The Cuban Missile Crisis
Editorial Note


On January 8, 1963, President Kennedy, Vice President Johnson, Secretary of State Rusk, Secretary of Defense McNamara, and Director of Central Intelligence McCone met with the bipartisan Congressional leadership from 5:30 to 6:35 p.m. Attending were Senators Mike Mansfield, Hubert H. Humphrey, George Smathers, Richard Russell, Everett Dirkson, Thomas Kuchel, Leverett Saltonstall and Bourke Hickenlooper and from the House of Representatives were Speaker John McCormack, Representatives Carl Albert, Hale Boggs, Carl Vinson, Thomas Morgan, Charles Halleck, Leslie Arends, and Frances Bolton. (Kennedy Library, President's Appointment Book)

McCone drafted a brief memorandum for the record of the meeting, noting that McNamara gave a briefing on South Vietnam "expressing an optimistic point of view"; Rusk briefed the Congressional leaders on the Cuban negotiations at the United Nations and on the Congo; and McCone briefed them on Cuba.

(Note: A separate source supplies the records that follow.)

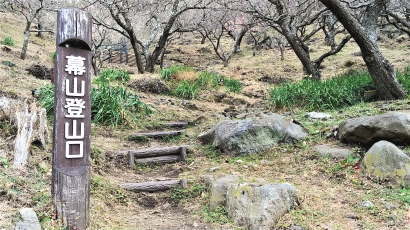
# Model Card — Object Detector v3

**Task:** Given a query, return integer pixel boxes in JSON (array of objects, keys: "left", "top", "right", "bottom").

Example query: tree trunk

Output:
[
  {"left": 20, "top": 22, "right": 31, "bottom": 59},
  {"left": 233, "top": 27, "right": 248, "bottom": 53},
  {"left": 320, "top": 0, "right": 406, "bottom": 99}
]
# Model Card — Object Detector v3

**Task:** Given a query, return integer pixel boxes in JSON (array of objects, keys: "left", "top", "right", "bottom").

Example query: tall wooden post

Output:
[{"left": 52, "top": 8, "right": 92, "bottom": 230}]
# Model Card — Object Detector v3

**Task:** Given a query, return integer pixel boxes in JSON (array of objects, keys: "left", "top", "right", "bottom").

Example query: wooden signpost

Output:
[{"left": 52, "top": 8, "right": 92, "bottom": 230}]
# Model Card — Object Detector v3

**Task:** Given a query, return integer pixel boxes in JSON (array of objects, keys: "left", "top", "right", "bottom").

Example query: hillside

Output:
[{"left": 0, "top": 13, "right": 410, "bottom": 230}]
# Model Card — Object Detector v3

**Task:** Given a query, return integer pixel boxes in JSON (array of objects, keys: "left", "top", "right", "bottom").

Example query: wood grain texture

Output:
[{"left": 121, "top": 179, "right": 187, "bottom": 192}]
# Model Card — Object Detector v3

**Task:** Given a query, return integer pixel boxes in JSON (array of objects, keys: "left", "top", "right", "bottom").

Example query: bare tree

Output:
[
  {"left": 95, "top": 0, "right": 206, "bottom": 73},
  {"left": 3, "top": 0, "right": 53, "bottom": 59},
  {"left": 320, "top": 0, "right": 406, "bottom": 99},
  {"left": 247, "top": 0, "right": 351, "bottom": 79}
]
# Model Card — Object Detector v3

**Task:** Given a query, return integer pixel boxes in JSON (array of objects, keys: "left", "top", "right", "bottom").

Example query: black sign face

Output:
[{"left": 54, "top": 47, "right": 91, "bottom": 175}]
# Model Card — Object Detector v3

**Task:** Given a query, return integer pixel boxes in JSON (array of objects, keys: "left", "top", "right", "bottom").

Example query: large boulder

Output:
[
  {"left": 198, "top": 114, "right": 307, "bottom": 155},
  {"left": 226, "top": 183, "right": 298, "bottom": 230},
  {"left": 363, "top": 141, "right": 410, "bottom": 186},
  {"left": 338, "top": 112, "right": 410, "bottom": 145},
  {"left": 313, "top": 145, "right": 353, "bottom": 160},
  {"left": 129, "top": 77, "right": 171, "bottom": 94}
]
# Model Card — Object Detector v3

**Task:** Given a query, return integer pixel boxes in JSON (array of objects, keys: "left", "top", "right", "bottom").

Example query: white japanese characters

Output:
[{"left": 64, "top": 55, "right": 86, "bottom": 159}]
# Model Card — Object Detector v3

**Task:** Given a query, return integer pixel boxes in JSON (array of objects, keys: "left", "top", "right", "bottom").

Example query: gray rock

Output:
[
  {"left": 289, "top": 225, "right": 305, "bottom": 230},
  {"left": 313, "top": 145, "right": 353, "bottom": 160},
  {"left": 198, "top": 114, "right": 307, "bottom": 155},
  {"left": 338, "top": 112, "right": 410, "bottom": 145},
  {"left": 226, "top": 183, "right": 298, "bottom": 230},
  {"left": 306, "top": 112, "right": 332, "bottom": 120},
  {"left": 15, "top": 208, "right": 41, "bottom": 230},
  {"left": 363, "top": 141, "right": 410, "bottom": 186},
  {"left": 209, "top": 175, "right": 239, "bottom": 209}
]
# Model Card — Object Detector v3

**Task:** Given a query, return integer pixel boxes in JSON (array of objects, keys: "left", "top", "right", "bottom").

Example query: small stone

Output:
[
  {"left": 360, "top": 200, "right": 374, "bottom": 208},
  {"left": 337, "top": 112, "right": 410, "bottom": 146},
  {"left": 306, "top": 112, "right": 332, "bottom": 120},
  {"left": 198, "top": 114, "right": 308, "bottom": 155}
]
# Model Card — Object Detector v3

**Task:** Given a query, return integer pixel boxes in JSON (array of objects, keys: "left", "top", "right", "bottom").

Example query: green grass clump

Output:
[
  {"left": 161, "top": 66, "right": 242, "bottom": 99},
  {"left": 160, "top": 65, "right": 194, "bottom": 80},
  {"left": 171, "top": 184, "right": 206, "bottom": 203},
  {"left": 94, "top": 69, "right": 130, "bottom": 84},
  {"left": 223, "top": 78, "right": 242, "bottom": 93},
  {"left": 387, "top": 188, "right": 410, "bottom": 205},
  {"left": 270, "top": 71, "right": 372, "bottom": 111},
  {"left": 39, "top": 77, "right": 152, "bottom": 126},
  {"left": 172, "top": 80, "right": 200, "bottom": 99},
  {"left": 1, "top": 37, "right": 16, "bottom": 46},
  {"left": 396, "top": 66, "right": 410, "bottom": 91}
]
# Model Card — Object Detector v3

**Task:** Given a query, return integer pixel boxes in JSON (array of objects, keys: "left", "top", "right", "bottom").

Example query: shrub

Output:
[
  {"left": 39, "top": 81, "right": 152, "bottom": 126},
  {"left": 172, "top": 80, "right": 200, "bottom": 99},
  {"left": 160, "top": 65, "right": 194, "bottom": 80},
  {"left": 270, "top": 71, "right": 372, "bottom": 110},
  {"left": 1, "top": 37, "right": 16, "bottom": 46},
  {"left": 94, "top": 69, "right": 130, "bottom": 84}
]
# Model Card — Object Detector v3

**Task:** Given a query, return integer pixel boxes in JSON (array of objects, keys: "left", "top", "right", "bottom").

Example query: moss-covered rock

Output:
[{"left": 363, "top": 141, "right": 410, "bottom": 186}]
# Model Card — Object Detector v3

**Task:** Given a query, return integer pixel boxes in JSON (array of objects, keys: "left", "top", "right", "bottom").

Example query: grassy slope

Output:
[{"left": 0, "top": 12, "right": 410, "bottom": 229}]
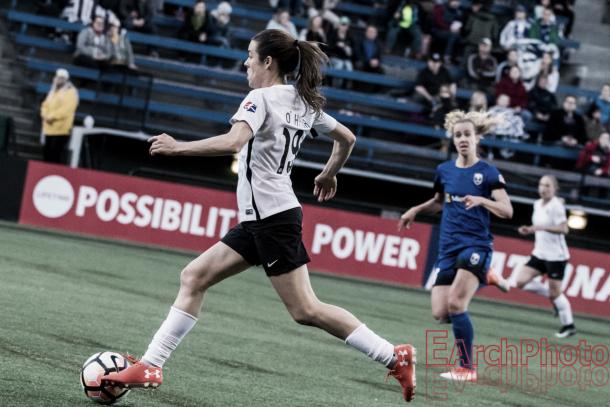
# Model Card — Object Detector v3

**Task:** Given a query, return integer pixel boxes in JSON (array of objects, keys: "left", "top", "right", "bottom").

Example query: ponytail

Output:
[{"left": 252, "top": 29, "right": 328, "bottom": 113}]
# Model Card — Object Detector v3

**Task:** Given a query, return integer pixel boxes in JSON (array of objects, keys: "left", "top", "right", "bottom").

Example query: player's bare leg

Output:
[
  {"left": 430, "top": 285, "right": 451, "bottom": 323},
  {"left": 270, "top": 266, "right": 416, "bottom": 401},
  {"left": 102, "top": 242, "right": 250, "bottom": 387},
  {"left": 441, "top": 269, "right": 479, "bottom": 381},
  {"left": 487, "top": 267, "right": 510, "bottom": 293},
  {"left": 549, "top": 279, "right": 576, "bottom": 338}
]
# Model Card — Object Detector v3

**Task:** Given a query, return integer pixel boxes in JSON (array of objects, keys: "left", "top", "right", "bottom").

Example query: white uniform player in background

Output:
[
  {"left": 102, "top": 30, "right": 415, "bottom": 401},
  {"left": 516, "top": 175, "right": 576, "bottom": 338}
]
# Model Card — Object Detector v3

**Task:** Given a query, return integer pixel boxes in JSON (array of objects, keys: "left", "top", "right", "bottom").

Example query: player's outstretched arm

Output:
[
  {"left": 148, "top": 121, "right": 252, "bottom": 157},
  {"left": 464, "top": 188, "right": 513, "bottom": 219},
  {"left": 398, "top": 192, "right": 443, "bottom": 231},
  {"left": 313, "top": 123, "right": 356, "bottom": 202}
]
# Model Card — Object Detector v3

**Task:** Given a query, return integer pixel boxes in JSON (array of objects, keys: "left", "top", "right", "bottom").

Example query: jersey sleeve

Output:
[
  {"left": 552, "top": 198, "right": 568, "bottom": 226},
  {"left": 230, "top": 90, "right": 266, "bottom": 134},
  {"left": 311, "top": 112, "right": 337, "bottom": 134},
  {"left": 487, "top": 166, "right": 506, "bottom": 191},
  {"left": 432, "top": 167, "right": 445, "bottom": 194}
]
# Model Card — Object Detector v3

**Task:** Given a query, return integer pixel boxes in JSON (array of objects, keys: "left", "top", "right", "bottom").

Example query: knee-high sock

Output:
[
  {"left": 345, "top": 324, "right": 396, "bottom": 367},
  {"left": 523, "top": 280, "right": 549, "bottom": 297},
  {"left": 553, "top": 294, "right": 574, "bottom": 325},
  {"left": 142, "top": 307, "right": 197, "bottom": 367},
  {"left": 450, "top": 311, "right": 474, "bottom": 369}
]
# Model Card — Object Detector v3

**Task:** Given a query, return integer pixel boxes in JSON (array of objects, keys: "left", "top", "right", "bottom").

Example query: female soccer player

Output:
[
  {"left": 103, "top": 29, "right": 416, "bottom": 401},
  {"left": 516, "top": 175, "right": 576, "bottom": 338},
  {"left": 398, "top": 110, "right": 513, "bottom": 381}
]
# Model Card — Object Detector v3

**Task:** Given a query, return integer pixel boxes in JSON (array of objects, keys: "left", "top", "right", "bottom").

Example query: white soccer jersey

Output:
[
  {"left": 231, "top": 85, "right": 337, "bottom": 222},
  {"left": 532, "top": 197, "right": 570, "bottom": 261}
]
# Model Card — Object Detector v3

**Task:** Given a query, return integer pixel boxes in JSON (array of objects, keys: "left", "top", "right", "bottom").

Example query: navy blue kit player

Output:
[{"left": 398, "top": 111, "right": 513, "bottom": 381}]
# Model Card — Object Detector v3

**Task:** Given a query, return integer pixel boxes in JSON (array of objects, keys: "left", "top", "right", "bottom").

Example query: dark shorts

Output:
[
  {"left": 525, "top": 256, "right": 568, "bottom": 280},
  {"left": 434, "top": 247, "right": 493, "bottom": 285},
  {"left": 221, "top": 208, "right": 310, "bottom": 277}
]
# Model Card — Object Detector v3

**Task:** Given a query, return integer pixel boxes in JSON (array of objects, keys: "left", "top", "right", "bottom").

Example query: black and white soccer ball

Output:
[{"left": 80, "top": 352, "right": 129, "bottom": 404}]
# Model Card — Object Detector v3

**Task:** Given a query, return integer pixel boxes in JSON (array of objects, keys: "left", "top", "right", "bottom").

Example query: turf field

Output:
[{"left": 0, "top": 224, "right": 610, "bottom": 407}]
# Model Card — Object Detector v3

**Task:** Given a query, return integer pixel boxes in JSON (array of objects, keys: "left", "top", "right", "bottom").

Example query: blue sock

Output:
[{"left": 450, "top": 311, "right": 474, "bottom": 369}]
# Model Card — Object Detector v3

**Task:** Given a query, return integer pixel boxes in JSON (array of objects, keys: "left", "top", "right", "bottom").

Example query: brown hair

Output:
[{"left": 252, "top": 29, "right": 328, "bottom": 113}]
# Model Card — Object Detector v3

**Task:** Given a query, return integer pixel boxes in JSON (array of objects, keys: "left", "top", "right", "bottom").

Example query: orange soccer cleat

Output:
[
  {"left": 101, "top": 355, "right": 163, "bottom": 388},
  {"left": 487, "top": 268, "right": 510, "bottom": 293},
  {"left": 386, "top": 345, "right": 417, "bottom": 402},
  {"left": 441, "top": 367, "right": 477, "bottom": 382}
]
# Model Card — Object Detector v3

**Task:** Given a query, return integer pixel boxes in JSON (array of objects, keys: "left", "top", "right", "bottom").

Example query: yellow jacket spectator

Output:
[{"left": 40, "top": 68, "right": 78, "bottom": 163}]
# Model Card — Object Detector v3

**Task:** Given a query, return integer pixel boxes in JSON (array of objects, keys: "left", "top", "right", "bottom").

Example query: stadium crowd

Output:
[{"left": 34, "top": 0, "right": 610, "bottom": 176}]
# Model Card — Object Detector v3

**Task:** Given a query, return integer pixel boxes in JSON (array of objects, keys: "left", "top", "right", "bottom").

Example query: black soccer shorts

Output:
[
  {"left": 525, "top": 256, "right": 568, "bottom": 281},
  {"left": 221, "top": 208, "right": 311, "bottom": 277}
]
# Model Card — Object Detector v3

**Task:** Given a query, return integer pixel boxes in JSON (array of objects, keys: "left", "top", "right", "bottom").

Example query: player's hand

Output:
[
  {"left": 398, "top": 209, "right": 416, "bottom": 232},
  {"left": 464, "top": 195, "right": 484, "bottom": 210},
  {"left": 313, "top": 174, "right": 337, "bottom": 202},
  {"left": 148, "top": 133, "right": 178, "bottom": 155},
  {"left": 517, "top": 225, "right": 534, "bottom": 236}
]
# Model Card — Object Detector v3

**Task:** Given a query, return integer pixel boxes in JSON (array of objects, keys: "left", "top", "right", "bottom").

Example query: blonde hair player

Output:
[
  {"left": 398, "top": 110, "right": 513, "bottom": 382},
  {"left": 103, "top": 29, "right": 416, "bottom": 401},
  {"left": 516, "top": 175, "right": 576, "bottom": 338}
]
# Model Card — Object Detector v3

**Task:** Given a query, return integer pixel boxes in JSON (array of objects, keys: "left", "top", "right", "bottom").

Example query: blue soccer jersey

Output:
[{"left": 434, "top": 160, "right": 505, "bottom": 255}]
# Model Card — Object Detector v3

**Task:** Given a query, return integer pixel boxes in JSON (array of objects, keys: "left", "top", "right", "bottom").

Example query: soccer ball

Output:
[{"left": 80, "top": 352, "right": 129, "bottom": 404}]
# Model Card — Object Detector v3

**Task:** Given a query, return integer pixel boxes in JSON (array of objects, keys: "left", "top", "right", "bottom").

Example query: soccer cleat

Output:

McCone noted that there were "no significant questions" from the Congressional leadership.

McCone's January 8 briefing statement was attached to his January 9 memorandum for the record. In it he stated that the Soviet Union had withdrawn 42 strategic missiles, 42 jet bombers and their related equipment and about four or five thousand military personnel associated with the maintenance and operation of this equipment--leaving approximately 17,000 Soviet troops still in Cuba. McCone noted that the Intelligence community believed, but could not prove by aerial recon- naissance, that these withdrawals represent all the strategic weapons placed in Cuba by the Soviet Union. Aerial reconnaissance would reveal if strategic missiles were reintroduced or reactivated. McCone stressed that there was still a substantial Soviet military presence in Cuba. McCone summarized the situation as follows: "Castro remains in control, his attitudes seem unchanged, but the Soviets have retained sufficient military capability in Cuba to give them powerful leverage on Castro should he oppose their policies too actively." McCone finished his briefing with an overview of the current areas in Latin America in danger of subversion directed by Moscow and Havana. (Central Intelligence Agency, DCI/McCone Files, Job 80-B01285A, DCI Meetings with the President, 1 January-31 March 1963) For McCone's briefing paper and memorandum for the record, see the Supplement.